Bugzilla – Bug 1212610
SIGILL documentation: compiler generates invalid instructions
Last modified: 2023-10-10 14:44:00 UTC
The documentation for Macro: int SIGILL in 24.2.1 Program Error Signals contains the following outdated claim: > Since the C compiler generates only valid instructions, ‘SIGILL’ typically indicates that the executable file is corrupted, or that you are trying to execute data. Unfortunately, this assurance is not true any more. The text should be fixed in the following way: ‘SIGILL’ typically indicates that the executable file has been compiled for a newer machine than the one the code is being executed on. It may also mean that that the executable file is corrupted, or you are trying to execute data.

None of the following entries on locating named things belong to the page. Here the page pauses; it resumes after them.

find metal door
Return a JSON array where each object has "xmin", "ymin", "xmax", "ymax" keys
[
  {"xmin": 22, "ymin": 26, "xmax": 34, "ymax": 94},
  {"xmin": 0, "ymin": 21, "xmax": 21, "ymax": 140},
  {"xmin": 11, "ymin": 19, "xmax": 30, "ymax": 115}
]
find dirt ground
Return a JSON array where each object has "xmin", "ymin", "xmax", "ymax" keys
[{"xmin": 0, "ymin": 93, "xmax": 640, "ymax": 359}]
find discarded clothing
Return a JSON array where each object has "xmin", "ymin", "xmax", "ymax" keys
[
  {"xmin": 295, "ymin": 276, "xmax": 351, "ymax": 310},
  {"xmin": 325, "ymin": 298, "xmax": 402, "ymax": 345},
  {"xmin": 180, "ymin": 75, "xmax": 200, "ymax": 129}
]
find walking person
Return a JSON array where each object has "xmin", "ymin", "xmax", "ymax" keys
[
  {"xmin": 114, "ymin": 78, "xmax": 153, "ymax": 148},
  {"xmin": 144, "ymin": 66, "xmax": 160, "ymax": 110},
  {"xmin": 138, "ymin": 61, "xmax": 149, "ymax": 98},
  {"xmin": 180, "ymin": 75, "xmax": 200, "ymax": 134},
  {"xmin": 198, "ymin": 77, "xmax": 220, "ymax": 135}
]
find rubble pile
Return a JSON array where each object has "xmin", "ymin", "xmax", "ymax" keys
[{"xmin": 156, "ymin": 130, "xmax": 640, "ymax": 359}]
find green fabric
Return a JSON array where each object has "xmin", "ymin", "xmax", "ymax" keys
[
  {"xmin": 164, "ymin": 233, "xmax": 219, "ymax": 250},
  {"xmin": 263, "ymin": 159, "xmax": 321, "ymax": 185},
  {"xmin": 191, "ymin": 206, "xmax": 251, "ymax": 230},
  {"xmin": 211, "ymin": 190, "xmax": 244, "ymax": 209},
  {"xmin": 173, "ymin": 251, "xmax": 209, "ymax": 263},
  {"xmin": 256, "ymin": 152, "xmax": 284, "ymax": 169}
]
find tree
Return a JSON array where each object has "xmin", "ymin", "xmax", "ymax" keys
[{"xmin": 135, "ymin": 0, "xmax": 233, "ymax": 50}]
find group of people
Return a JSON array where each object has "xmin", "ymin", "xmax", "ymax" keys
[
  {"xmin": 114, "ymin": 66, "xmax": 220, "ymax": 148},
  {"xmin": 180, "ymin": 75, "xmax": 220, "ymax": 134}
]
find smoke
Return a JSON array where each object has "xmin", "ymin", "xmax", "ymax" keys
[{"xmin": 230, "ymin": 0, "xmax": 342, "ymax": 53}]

https://en.wikipedia.org/wiki/Signal_(IPC)#SIGILL "Signal illegal" The SIGILL signal is sent to a process when it attempts to execute an illegal, malformed, unknown, or privileged instruction. https://de.wikipedia.org/wiki/SIGILL https://ru.wikipedia.org/wiki/SIGILL
Hi Christopher, would you please help to provide the link of the documentation for Macro? Thanks!
Hi Christopher, I close this bug report now, please feel free to reopen it when you could provide required info and I would continue to find bugowner for it, thanks.